Gates pass but product doesn't improve "Goals that measure code metrics instead of user outcomes"
Tests quarantined indefinitely "Quarantined tests that hide real regression risk"
Features built without user demand "Building features nobody asked for"

Fallback

If no .agents/ data exists, use generic anti-stars:

  • "Shipping without validation"
  • "Measuring activity instead of outcomes"
  • "Optimizing for metrics that don't correlate with user value"

North Star Quality

North stars should describe outcomes, not features.

Weaker (feature-focused) Stronger (outcome-focused)
"Skills work across 4 runtimes" "Skills work identically across Claude Code, Codex CLI, Cursor, and OpenCode"
"Knowledge flywheel captures learnings" "Knowledge captured in one session is retrieved and applied in the next"
"Fast onboarding" "A new user goes from install to first validated workflow in under 5 minutes"

When reviewing north stars, ask: "If this star is achieved, does a user's life actually improve?" If the answer is "only if other things also happen," the star is too narrow.

Product Gate Patterns

Product gates verify product health alongside code health.

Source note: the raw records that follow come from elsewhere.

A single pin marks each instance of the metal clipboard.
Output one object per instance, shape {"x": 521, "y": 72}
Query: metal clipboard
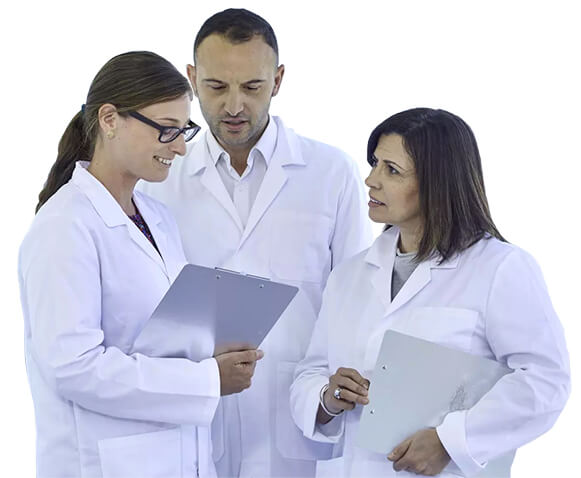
{"x": 208, "y": 311}
{"x": 414, "y": 385}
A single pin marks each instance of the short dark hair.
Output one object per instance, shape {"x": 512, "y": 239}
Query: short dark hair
{"x": 453, "y": 201}
{"x": 238, "y": 25}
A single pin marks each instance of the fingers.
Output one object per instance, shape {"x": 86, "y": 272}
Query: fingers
{"x": 399, "y": 451}
{"x": 349, "y": 387}
{"x": 248, "y": 356}
{"x": 353, "y": 375}
{"x": 353, "y": 390}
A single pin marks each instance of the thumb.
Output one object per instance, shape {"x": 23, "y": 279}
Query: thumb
{"x": 399, "y": 450}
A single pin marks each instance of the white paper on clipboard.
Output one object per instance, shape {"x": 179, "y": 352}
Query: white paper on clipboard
{"x": 415, "y": 384}
{"x": 207, "y": 311}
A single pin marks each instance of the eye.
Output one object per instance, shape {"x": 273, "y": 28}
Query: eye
{"x": 391, "y": 169}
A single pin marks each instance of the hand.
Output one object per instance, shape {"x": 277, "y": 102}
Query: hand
{"x": 236, "y": 370}
{"x": 354, "y": 390}
{"x": 422, "y": 453}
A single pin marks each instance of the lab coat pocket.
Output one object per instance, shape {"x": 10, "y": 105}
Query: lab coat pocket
{"x": 448, "y": 326}
{"x": 290, "y": 441}
{"x": 147, "y": 455}
{"x": 299, "y": 247}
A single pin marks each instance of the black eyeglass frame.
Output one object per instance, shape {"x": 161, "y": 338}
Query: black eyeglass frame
{"x": 163, "y": 130}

Suggest gates based on what infrastructure exists:

Infrastructure Gate ID Check Weight
.agents/learnings/ + flywheel CLI flywheel-compounding ao flywheel status --json | jq -e '.escape_velocity_compounding == true' 8
skills/quickstart/ quickstart-under-5min bash scripts/check-quickstart-timing.sh 5
docs/comparisons/ competitive-freshness bash scripts/check-competitive-freshness.sh 3
PRODUCT.md with Known Gaps product-gaps-tracked `grep -c ' ' PRODUCT.md | test $(cat) -gt 0`
ao flywheel status works flywheel-promotion-rate ao flywheel status --json | jq -e '.promotion_rate > 0.05' 4

Only suggest product gates for infrastructure that actually exists in the project. Don't create aspirational gates — they'll just fail and get ignored.